Our study revealed considerable depression (48%) among people who had been infected with COVID-19. It is possible that some individuals had a previous history of depression and therefore the data captured might not be due to COVID-19. However, our data agree with published data on depressive symptoms during COVID-19 in Bangladesh in the general population (47.2%) [
30], healthcare workers (39.5%) [
25], and medical students (49.9%) [
31]. It may not be valid to compare pre-COVID rates of depression, as cohorts may be different and there could be significant variations in demographic factors such as age, sex, marital status, and other features. Our findings show positive associations between depression and lower SES (OR = 2.22; 95% CI = 1.51–3.26), good health status (OR = 3.17; 95% CI = 2.33–4.33), sleep disturbances (OR = 1.96; 95% CI = 1.46–2.64), asthma/respiratory problems (OR = 1.73; 95% CI = 1.23–2.43), and fear of COVID-19 re-infection (OR = 2.16; 95% CI = 1.58–2.97).

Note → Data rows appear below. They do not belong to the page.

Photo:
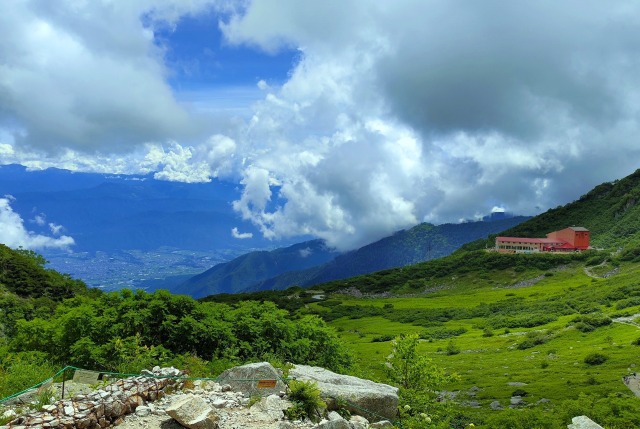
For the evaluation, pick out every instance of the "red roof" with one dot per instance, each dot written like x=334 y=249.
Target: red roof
x=521 y=239
x=529 y=240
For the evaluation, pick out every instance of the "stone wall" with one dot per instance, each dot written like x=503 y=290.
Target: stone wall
x=101 y=408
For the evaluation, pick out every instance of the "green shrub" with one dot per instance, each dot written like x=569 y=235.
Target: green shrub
x=595 y=358
x=452 y=348
x=534 y=338
x=519 y=392
x=305 y=397
x=382 y=339
x=441 y=333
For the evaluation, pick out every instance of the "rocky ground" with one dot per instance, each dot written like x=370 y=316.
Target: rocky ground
x=161 y=399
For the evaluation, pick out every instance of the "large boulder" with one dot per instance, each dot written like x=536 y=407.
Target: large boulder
x=583 y=422
x=376 y=401
x=193 y=412
x=254 y=378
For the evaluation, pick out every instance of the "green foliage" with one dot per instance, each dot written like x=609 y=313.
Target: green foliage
x=22 y=272
x=44 y=397
x=306 y=400
x=452 y=348
x=126 y=331
x=523 y=419
x=534 y=338
x=19 y=371
x=595 y=358
x=411 y=370
x=382 y=339
x=441 y=333
x=617 y=411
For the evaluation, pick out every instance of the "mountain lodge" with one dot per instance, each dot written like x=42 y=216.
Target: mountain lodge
x=572 y=239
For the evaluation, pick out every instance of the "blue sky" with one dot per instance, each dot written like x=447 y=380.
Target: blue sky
x=345 y=120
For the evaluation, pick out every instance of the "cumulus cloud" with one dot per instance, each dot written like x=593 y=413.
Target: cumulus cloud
x=14 y=234
x=88 y=75
x=460 y=107
x=240 y=235
x=396 y=112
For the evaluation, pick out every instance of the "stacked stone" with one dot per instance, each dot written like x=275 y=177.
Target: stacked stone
x=103 y=407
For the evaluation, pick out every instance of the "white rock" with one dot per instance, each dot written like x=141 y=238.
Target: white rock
x=143 y=411
x=193 y=412
x=583 y=422
x=378 y=398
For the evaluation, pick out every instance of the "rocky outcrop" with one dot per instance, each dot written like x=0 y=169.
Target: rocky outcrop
x=583 y=422
x=101 y=408
x=247 y=378
x=377 y=401
x=193 y=412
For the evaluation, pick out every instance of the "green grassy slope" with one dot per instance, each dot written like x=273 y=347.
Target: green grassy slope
x=496 y=327
x=611 y=211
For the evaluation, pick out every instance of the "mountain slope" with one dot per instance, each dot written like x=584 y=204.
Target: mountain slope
x=284 y=268
x=420 y=243
x=611 y=211
x=110 y=213
x=247 y=270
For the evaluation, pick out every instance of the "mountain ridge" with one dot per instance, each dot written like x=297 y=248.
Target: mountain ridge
x=405 y=247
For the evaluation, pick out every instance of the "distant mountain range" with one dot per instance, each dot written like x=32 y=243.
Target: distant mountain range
x=110 y=212
x=611 y=211
x=283 y=268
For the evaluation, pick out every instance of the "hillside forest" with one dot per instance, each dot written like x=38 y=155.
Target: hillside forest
x=558 y=331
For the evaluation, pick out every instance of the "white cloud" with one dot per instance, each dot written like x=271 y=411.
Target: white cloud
x=40 y=219
x=55 y=229
x=306 y=252
x=14 y=234
x=240 y=235
x=410 y=111
x=396 y=112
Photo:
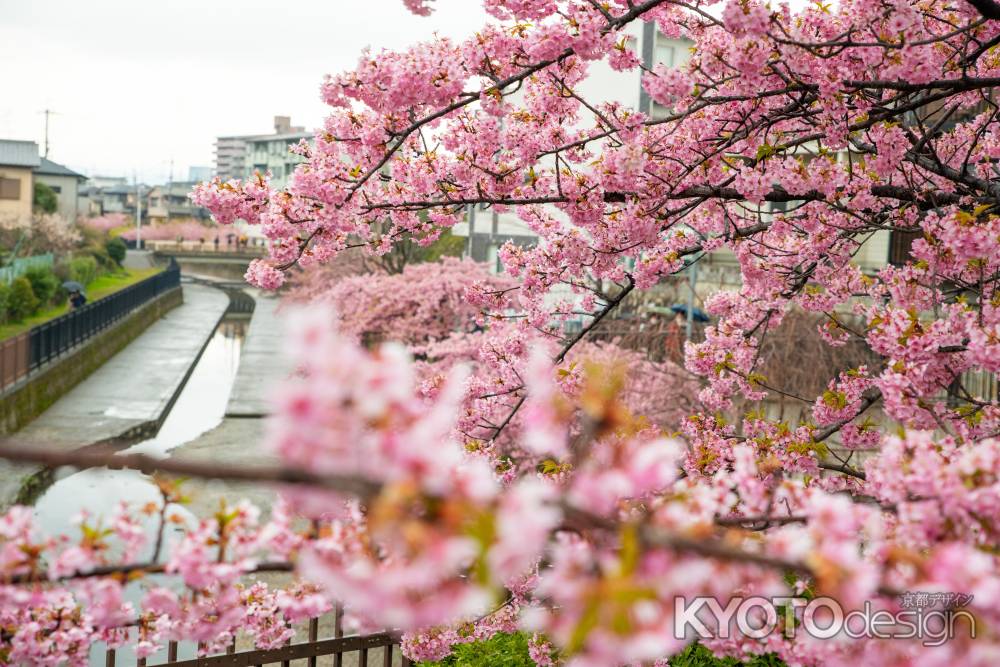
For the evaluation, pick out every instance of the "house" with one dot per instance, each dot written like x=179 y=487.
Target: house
x=66 y=183
x=18 y=160
x=172 y=200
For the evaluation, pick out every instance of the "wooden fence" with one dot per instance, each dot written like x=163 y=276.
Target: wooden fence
x=365 y=648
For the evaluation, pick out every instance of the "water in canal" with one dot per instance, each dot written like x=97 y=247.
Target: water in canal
x=199 y=408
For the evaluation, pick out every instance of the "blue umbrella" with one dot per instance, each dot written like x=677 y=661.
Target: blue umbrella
x=697 y=314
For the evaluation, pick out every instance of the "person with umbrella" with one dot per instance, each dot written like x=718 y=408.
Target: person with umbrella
x=77 y=297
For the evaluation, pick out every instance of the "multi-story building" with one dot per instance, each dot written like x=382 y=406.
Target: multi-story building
x=487 y=230
x=231 y=152
x=18 y=160
x=66 y=183
x=270 y=153
x=229 y=157
x=199 y=174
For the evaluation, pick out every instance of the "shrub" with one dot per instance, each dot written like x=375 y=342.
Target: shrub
x=21 y=302
x=511 y=650
x=104 y=261
x=116 y=249
x=43 y=283
x=4 y=300
x=83 y=270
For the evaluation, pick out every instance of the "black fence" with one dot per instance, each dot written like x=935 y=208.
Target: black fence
x=47 y=341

Several previous studies in Bangladesh conducted during the COVID-19 pandemic reported that depression was associated with moderate/poor health status, sleep concerns, chronic diseases, smoking, and fear of COVID-19 re-infection [
25,
26,
30,
32,
33,
64]. Another study also suggested that lower family income (OR = 2.99, 95% CI = 1.11–8.05), persistent symptoms (OR = 2.63; 95% CI = 1.34–5.17), and poor social support (OR = 3.13; 95% CI = 1.34–7.30) were significantly associated with depression [
65]. Negative emotions linked to COVID-19 may underlie associations with depression [
66]. Our findings agree with data showing frequent depression, panic, and general anxiety disorder in Bangladesh during the COVID-19 pandemic [
67,
68]. A recent study suggested that the pandemic and economic recession would have a further negative impact on people who already suffer from mental illness and substance use disorders [
69]. According to the WHO, mental health services have been disrupted by COVID-19 in almost 93% of countries globally [
70], with 130 countries showing reduced access to services related to mental health [
71]. The WHO also states that people with pre-existing mental, neurological, and substance use disorders have a high risk of mortality during the pandemic [
70]. Some recent studies of the COVID-19 pandemic and psychological concerns in Bangladesh have reported high rates of depression among different populations [
25,
26,
30,
64].
Limitations
Study limitations should be acknowledged when interpreting findings. First, the study was cross-sectional and thus cannot determine causality. The findings may not reflect the impact of COVID-19, especially for depression, which may have developed prior to the COVID-19 pandemic. Longitudinal studies are needed to determine sequential relationships. Second, this study used an online self-reporting approach that can be vulnerable to biases (e.g., social desirability, memory recall). However, compared to offline and/or face-to-face surveys, anonymous questionnaires may increase veracity of responses. Our study had a high proportion of younger adults and therefore future larger-scale studies involving a wider age range are warranted. Additionally, the extent to which the findings generalize to other populations outside of Bangladesh warrants further investigation using more sophisticated modeling as described elsewhere [
72]. In addition, we did not determine the time frame for when respondents had been diagnosed with COVID-19 prior to data collection, and future studies should gather such data.